Publié le 20 fév 2019Lecture 6 min
Le foot lift à la française - Gérer la douleur des pieds consécutive au port de talons hauts
Eric ESSAYAGH, Médecin esthétique, médecine morphologique et anti-âge. ; Centre médical et de chirurgie esthétique Saramartel
Il est vrai que les talons hauts sont un des accessoires essentiels à la beauté féminine. ils subliment les jambes, font ressortir les fesses, la poitrine et réhaussent la silhouette. ils peuvent néanmoins faire mal aux pieds. Alors, devant les tendances de la mode qui imposent des talons de plus en plus hauts, existe-il une autre solution que les antalgiques ou les orthèses du commerce pour supporter les talons hauts ?
Le squelette du pied est un modèle d’architecture fait pour une marche sans talon. À l’état physiologique, le cycle de marche fait ressortir 3 phases : une phase de réception du poids du corps par le talon, puis un transfert de masse s’opère en direction du bord latéral du pied en passant par l’os cuboïde puis par les têtes des 4e et 5e métatarsiens. La propulsion se fait essentiellement par la tête du premier métatarsien et les orteils (figures 1 et 2).

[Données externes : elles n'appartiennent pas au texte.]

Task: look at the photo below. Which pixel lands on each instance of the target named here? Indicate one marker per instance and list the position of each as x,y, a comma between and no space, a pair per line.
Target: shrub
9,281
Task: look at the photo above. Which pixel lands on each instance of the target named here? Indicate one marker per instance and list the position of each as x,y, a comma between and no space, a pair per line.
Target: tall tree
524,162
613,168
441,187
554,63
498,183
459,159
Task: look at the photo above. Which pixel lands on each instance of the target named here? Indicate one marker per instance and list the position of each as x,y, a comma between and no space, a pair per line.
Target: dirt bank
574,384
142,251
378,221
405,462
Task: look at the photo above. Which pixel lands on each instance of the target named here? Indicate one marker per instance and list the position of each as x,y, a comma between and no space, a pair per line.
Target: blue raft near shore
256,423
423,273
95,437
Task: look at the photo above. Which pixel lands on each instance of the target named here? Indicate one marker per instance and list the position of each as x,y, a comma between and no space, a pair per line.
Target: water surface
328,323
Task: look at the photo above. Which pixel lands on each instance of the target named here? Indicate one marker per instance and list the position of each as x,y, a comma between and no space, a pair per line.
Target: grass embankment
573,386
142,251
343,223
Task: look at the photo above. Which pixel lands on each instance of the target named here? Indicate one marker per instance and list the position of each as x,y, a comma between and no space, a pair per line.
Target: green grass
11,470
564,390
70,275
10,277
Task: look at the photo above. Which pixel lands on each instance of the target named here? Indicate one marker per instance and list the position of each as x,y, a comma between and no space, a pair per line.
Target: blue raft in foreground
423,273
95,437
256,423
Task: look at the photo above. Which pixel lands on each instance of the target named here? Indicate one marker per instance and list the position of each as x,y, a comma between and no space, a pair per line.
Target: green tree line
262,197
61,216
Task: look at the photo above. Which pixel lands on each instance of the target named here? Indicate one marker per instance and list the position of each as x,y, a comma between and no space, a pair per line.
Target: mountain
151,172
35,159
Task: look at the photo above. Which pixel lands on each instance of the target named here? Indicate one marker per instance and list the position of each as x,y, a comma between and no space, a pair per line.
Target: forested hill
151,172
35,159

Figure 1. Comparatif marche normale versus marche avec talons hauts.
Figure 2.
La problématique des talons hauts et l’origine des douleurs
La marche avec talons n’est pas physiologique. Lors du cycle de marche, la pose du pied se fait jambe tendue en avant et en dedans. La voûte plantaire ne touche pratiquement pas la semelle et le poids du corps est supporté davantage par l’avant du pied que par le talon. Un léger flessum du genou et une hyperlordose viennent compenser ce déséquilibre en avant (figure 1).
On estime que pour une personne de 60 kg qui marche à plat, 40 kg sont supportés par le talon et 20 kg par l’avant-pied. Avec des talons de seulement 4 cm, le poids sur l’avant-pied est doublé (figure 3).
Figure 3. Modification de la répartition du poids consécutive au port de talons hauts. A : Répartition normale du poids du corps. B : Le talon haut modifie la répartition du poids du corps. L’avant-pied est surchargé et devient douloureux à la charge.
En outre, avec le vieillissement, le coussinet antérieur s’affaisse par fonte cellulograisseuse, la voûte antérieure transversale du pied s’affaisse, des callosités apparaissent en regard des têtes des métatarsiens et du coussinet antérieur du pied. À ce phénomène s’ajoute la prise en étau de l’avant-pied dans la chaussure qui empêche un étalement physiologique des têtes des métatarsiens. Une hyperkératose réactionnelle au niveau du coussinet antérieur en regard des 2e et 3e têtes témoigne du port régulier de talons hauts (figures 4 et 5).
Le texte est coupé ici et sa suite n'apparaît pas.